I receive the following error once trying to display my training dataframe created by a training_set.
SparkRuntimeException: [UDF_USER_CODE_ERROR.GENERIC] Execution of function mycatalog.mydatabase.product_difference_ratio_on_demand_feature(left_MaxProductAmount#6091, left_Amount#6087) failed.

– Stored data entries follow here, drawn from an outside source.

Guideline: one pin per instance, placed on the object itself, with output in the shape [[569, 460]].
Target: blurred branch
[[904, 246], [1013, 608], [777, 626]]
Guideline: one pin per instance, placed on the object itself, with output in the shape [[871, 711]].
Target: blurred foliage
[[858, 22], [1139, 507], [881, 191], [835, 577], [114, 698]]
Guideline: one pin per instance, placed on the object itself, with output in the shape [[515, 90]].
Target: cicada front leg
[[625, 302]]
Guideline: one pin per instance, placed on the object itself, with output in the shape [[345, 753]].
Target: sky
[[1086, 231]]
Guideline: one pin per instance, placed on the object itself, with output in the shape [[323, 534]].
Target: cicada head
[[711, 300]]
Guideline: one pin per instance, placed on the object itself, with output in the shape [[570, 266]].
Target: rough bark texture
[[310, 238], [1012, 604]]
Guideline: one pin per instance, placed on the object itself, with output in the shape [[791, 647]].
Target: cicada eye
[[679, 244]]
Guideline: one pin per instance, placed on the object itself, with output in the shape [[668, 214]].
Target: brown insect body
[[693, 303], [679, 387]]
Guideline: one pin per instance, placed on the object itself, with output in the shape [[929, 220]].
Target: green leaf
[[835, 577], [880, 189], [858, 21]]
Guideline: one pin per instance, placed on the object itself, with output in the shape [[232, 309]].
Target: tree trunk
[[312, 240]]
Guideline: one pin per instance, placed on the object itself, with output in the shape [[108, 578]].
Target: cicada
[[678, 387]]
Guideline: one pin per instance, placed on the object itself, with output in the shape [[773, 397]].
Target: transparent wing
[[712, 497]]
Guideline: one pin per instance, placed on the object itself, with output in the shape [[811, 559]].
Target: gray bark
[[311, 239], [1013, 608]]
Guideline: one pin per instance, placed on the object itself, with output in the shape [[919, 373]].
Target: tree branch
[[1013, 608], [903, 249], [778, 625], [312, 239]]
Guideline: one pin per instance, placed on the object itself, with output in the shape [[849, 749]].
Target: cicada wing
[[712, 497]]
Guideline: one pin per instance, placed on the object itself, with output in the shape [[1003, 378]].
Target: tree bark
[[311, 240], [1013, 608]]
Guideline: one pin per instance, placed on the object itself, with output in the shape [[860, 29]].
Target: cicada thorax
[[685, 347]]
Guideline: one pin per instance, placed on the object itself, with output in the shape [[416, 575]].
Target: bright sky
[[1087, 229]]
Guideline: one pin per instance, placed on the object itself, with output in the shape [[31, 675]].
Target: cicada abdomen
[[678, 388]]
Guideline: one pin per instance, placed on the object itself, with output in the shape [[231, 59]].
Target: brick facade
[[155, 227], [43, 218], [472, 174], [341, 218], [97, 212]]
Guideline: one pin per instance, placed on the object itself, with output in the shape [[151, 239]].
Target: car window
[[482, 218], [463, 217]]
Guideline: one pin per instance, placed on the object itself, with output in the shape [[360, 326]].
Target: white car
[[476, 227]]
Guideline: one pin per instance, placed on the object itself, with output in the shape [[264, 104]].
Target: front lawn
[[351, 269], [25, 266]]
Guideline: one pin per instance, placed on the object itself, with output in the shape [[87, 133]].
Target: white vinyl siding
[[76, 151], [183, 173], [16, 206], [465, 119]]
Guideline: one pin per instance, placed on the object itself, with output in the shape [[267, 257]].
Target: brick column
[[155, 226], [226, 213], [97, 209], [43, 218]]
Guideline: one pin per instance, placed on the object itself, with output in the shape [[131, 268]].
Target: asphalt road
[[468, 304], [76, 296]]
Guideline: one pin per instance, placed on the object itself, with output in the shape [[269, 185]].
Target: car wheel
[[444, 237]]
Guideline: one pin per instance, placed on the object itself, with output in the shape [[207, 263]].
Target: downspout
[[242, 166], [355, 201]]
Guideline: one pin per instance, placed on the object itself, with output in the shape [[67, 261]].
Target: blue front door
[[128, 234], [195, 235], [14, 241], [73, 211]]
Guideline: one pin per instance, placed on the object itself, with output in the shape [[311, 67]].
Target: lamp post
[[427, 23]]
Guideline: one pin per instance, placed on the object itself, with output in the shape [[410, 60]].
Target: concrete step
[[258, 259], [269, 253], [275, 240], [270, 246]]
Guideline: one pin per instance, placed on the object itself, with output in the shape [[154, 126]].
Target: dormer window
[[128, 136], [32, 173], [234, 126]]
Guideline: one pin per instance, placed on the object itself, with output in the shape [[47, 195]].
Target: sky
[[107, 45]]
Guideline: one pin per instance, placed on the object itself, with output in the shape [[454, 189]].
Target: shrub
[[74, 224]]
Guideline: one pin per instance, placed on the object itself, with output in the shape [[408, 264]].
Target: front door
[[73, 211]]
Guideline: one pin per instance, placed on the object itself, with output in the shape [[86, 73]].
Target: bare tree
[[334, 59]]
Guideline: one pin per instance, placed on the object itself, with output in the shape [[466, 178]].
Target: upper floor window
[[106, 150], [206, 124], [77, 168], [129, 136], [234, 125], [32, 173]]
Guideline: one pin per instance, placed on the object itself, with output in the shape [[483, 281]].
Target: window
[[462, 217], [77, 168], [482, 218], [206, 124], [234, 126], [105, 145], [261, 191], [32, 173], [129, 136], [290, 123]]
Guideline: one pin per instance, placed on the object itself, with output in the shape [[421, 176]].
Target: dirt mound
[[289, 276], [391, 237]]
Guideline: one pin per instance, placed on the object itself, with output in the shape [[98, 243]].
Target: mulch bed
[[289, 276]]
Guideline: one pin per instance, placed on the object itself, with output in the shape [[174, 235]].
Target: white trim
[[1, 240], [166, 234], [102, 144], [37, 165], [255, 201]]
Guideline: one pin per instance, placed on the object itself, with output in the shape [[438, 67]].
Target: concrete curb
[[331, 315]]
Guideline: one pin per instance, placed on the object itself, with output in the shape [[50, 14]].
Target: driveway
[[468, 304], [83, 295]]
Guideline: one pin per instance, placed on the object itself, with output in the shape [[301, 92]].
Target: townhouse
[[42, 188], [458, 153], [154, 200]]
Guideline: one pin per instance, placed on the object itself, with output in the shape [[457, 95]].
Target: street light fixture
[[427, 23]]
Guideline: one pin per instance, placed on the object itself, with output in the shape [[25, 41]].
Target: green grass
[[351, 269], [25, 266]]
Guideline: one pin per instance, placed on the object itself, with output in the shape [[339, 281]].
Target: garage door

org.apache.spark.SparkException: Job aborted due to stage failure: Task 0 in stage 217.0 failed 4 times, most recent failure: Lost task 0.3 in stage 217.0 (TID 823) (ip-10-0-32-203.us-west-2.compute.internal executor driver): org.apache.spark.SparkRuntimeException: [UDF_USER_CODE_ERROR.GENERIC] Execution of function mycatalog.mydatabase.product_difference_ratio_on_demand_feature(left_MaxProductAmount#6091, left_Amount#6087) failed.
== Error ==
TypeError: unsupported operand type(s) for -: 'NoneType' and 'float'
== Stacktrace ==
File "<udfbody>", line 5, in main
return calc_ratio_difference(max_price, transaction_amount)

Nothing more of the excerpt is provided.